Tips for Volunteering at a Music Festival

If you love festivals as much as I do (but don’t want to break the bank), then volunteering is the perfect idea for you! Most festivals offer the opportunity for people to work in exchange for tickets. Not only is it an incredibly fun way to spend your day, it also comes with added work experience! 

I volunteered at The Good Things festival in Sydney and it was one of the best experiences.  

Though I was told I might be needed for 5hours of work, after 2hours of putting on wristbands I asked to go on a break so that I could see Skegss perform. I was accidentally sent on my break early so I also saw The Veronicas, and was able to get right up front at the barrier while I waited for Skegss. Once I returned to see if they needed me to hop back on wristbands they ended up not needing anymore help. After that I was allowed free entry to the rest of the festival! 

I got to see Simple Plan, Falling in Reverse, Violent Soho, A Day to Remember, Simple Creatures and Parkway Drive. 

So how does it work?

Here’s my top tips for volunteering at a music festival;

? You’ll get free entry! 

Most festivals have an expectation of how much work you’ll need to do before you’re allowed to go off and enjoy yourself. This will be detailed in the application process. Some festivals provide the option to complete work pre-event or post-event, meaning once your hours are completed you can attend the whole festival! As well, for camping festivals there are different durations of work depending on what ticket type you are after. For bigger events like these they will usually require a $$$ deposit which can then be refunded after your work is complete. 

? Pick a smaller act as your preference! 

If you want to see a smaller act you’re more likely to secure a job. Most people will all request the same bigger headliners which won’t allow much flexibility. They generally don’t keep note of what acts people have chosen in their applications; they’ll ask you again when you sign in on the day. 

⏱️ Get in early & confirm your spot ASAP

Application & attendance wise. Volunteering at festivals is very very popular, so they want people locked in early. If you don’t confirm it as soon as possible your spot will be taken. You can also let them know ahead of time what your gig preference is before anyone else asks!

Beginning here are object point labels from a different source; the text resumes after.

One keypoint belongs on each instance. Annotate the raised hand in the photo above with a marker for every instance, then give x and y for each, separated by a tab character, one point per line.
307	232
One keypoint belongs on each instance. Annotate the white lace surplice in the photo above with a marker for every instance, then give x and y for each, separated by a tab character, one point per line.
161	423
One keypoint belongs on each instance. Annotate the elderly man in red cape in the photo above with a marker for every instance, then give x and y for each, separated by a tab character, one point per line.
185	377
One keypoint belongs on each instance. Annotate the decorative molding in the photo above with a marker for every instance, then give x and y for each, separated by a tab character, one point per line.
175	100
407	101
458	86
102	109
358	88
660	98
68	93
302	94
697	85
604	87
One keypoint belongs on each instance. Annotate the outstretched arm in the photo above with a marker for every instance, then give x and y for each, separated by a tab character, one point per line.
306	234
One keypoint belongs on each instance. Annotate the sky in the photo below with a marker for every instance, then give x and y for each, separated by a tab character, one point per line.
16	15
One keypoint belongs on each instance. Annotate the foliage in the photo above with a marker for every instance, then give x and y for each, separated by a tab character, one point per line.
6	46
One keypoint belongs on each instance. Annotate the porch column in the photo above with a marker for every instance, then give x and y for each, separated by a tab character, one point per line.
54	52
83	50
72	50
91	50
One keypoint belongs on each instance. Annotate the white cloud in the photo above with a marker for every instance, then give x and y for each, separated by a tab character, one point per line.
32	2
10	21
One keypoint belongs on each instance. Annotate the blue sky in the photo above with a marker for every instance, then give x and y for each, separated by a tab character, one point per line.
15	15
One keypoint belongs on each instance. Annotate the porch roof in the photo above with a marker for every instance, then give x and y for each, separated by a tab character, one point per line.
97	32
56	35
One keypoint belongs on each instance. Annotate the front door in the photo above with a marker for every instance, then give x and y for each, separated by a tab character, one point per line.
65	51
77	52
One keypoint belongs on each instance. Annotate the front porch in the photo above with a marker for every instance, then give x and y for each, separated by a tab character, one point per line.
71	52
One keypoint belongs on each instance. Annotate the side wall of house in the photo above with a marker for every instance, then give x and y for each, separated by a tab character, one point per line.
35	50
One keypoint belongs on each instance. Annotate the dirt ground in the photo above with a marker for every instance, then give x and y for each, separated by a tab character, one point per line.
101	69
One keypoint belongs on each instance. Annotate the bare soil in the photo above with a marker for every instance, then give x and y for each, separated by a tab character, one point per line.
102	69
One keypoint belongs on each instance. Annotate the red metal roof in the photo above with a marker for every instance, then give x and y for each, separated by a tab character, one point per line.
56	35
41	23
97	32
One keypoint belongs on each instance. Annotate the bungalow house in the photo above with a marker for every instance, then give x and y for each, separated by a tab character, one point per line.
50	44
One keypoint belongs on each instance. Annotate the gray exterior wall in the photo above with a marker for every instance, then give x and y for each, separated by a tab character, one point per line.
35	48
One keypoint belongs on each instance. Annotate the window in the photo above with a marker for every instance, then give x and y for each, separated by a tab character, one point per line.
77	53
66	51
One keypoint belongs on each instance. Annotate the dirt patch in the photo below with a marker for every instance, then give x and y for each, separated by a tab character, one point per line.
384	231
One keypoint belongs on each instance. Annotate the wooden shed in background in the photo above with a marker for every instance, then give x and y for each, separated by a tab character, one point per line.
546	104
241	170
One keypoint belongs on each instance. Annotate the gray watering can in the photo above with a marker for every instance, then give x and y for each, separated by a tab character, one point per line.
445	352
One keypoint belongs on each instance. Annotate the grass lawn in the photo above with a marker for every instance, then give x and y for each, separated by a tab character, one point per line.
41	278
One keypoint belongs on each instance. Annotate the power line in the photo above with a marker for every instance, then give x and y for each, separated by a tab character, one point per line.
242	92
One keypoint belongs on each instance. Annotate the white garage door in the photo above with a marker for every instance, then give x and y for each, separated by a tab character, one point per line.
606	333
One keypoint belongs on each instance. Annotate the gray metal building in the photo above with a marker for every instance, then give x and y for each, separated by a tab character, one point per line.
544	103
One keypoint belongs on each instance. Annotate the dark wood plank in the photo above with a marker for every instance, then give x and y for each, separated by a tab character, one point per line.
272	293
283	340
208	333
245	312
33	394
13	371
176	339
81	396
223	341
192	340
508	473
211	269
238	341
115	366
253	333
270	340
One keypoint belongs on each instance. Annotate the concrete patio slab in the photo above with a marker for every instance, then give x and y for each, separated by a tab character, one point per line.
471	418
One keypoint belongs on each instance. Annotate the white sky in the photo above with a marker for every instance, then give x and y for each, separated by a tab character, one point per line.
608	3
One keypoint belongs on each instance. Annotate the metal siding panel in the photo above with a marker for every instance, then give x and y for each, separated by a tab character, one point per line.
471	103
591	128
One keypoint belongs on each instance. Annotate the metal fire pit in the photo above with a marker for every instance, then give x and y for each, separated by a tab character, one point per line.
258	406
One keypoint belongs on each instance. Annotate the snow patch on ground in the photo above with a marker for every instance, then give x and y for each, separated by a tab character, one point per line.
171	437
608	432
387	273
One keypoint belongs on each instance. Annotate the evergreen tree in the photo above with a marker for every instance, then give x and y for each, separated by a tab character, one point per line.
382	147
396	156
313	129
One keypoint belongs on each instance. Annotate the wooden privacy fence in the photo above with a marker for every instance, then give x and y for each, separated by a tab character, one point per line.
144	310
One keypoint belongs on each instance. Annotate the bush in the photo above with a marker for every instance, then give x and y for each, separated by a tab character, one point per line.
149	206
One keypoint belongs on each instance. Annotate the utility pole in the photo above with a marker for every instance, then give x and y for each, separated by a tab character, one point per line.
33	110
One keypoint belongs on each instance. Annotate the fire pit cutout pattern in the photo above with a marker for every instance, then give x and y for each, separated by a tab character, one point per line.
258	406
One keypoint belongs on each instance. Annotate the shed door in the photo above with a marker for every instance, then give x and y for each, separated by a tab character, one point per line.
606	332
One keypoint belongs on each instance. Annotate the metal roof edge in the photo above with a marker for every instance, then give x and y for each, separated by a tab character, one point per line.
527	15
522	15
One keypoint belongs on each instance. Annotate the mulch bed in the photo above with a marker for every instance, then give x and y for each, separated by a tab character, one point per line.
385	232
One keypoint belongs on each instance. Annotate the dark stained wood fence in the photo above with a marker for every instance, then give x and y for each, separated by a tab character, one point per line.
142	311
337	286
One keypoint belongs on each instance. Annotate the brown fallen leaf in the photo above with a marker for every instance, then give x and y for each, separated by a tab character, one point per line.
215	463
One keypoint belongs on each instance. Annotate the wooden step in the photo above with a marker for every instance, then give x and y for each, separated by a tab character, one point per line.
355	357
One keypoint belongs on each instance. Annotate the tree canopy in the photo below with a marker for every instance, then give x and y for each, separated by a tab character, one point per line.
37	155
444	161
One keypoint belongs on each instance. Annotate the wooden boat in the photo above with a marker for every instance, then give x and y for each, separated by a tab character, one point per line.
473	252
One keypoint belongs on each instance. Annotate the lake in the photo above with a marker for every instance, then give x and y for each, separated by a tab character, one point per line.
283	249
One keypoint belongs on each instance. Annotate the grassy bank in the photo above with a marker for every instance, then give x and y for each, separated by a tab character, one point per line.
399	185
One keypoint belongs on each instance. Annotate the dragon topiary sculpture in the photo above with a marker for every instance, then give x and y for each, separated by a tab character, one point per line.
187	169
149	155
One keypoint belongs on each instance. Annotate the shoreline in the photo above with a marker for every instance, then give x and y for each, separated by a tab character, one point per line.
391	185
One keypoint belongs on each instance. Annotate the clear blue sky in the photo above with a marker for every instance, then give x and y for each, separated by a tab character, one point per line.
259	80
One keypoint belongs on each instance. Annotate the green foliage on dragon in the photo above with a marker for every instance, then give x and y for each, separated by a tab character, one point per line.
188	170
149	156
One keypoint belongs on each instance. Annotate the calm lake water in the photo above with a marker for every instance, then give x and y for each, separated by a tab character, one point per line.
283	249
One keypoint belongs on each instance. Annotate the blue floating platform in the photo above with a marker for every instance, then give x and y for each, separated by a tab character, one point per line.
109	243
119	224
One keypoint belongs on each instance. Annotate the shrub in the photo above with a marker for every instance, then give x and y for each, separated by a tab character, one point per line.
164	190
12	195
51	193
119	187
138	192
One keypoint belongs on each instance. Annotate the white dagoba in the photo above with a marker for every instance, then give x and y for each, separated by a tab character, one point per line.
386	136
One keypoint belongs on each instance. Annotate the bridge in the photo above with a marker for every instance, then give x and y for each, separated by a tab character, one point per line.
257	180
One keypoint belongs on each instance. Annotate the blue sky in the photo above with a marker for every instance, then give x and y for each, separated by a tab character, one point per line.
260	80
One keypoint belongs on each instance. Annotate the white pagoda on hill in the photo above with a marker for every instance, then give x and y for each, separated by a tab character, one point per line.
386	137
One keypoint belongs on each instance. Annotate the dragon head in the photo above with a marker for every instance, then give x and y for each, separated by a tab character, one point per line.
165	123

⛑ What kind of work you want to do?

Most festivals get their volunteers to help out with tasks such as;

  • Giving out wristbands
  • Car parking
  • Monitoring gates
  • Signing tents
  • Litter picking 

Though you aren’t always guaranteed to get the job that you want, they’ll usually ask you for a preference in your application form. Some people purely volunteer to try and get a spot in the signing tents – that way they can get up close and personal with some of their favourite artists! Keep in mind these kinds of jobs are also the most popular, so the sooner you pick your preference the better.

? You don’t need to have work experience

When applying for a volunteer position they’ll usually ask if you have any prior experience. This isn’t necessary to get a volunteering role, but it can help. It’s also worth mentioning if you’ve attended any festivals in the past – at least that way they know you’re somewhat familiar with how it all works.

? Work with your friends

In the application you can mention your friends name if they are also applying and you want to work together. Strength in numbers works for both you and them! 

? Hydrate & come prepared

Depending on the job you’re given, you’ll most likely be standing up for most of the day. It’s a good idea to keep hydrated and pack a hat – you aren’t guaranteed a job in the shade.

? Don’t miss the induction

Simply put, if you miss the induction they might just turn you away. They don’t have time to train people individually, so if they have enough people already and you’re running late you might just end up missing out. 

⏰ You’ll be allowed early entry into the venue 

Though this doesn’t REALLY make a difference in regards to seeing the acts, you can at least get into the venue without having to line up at the entrance.

Have you worked at a music festival before? How did you find it??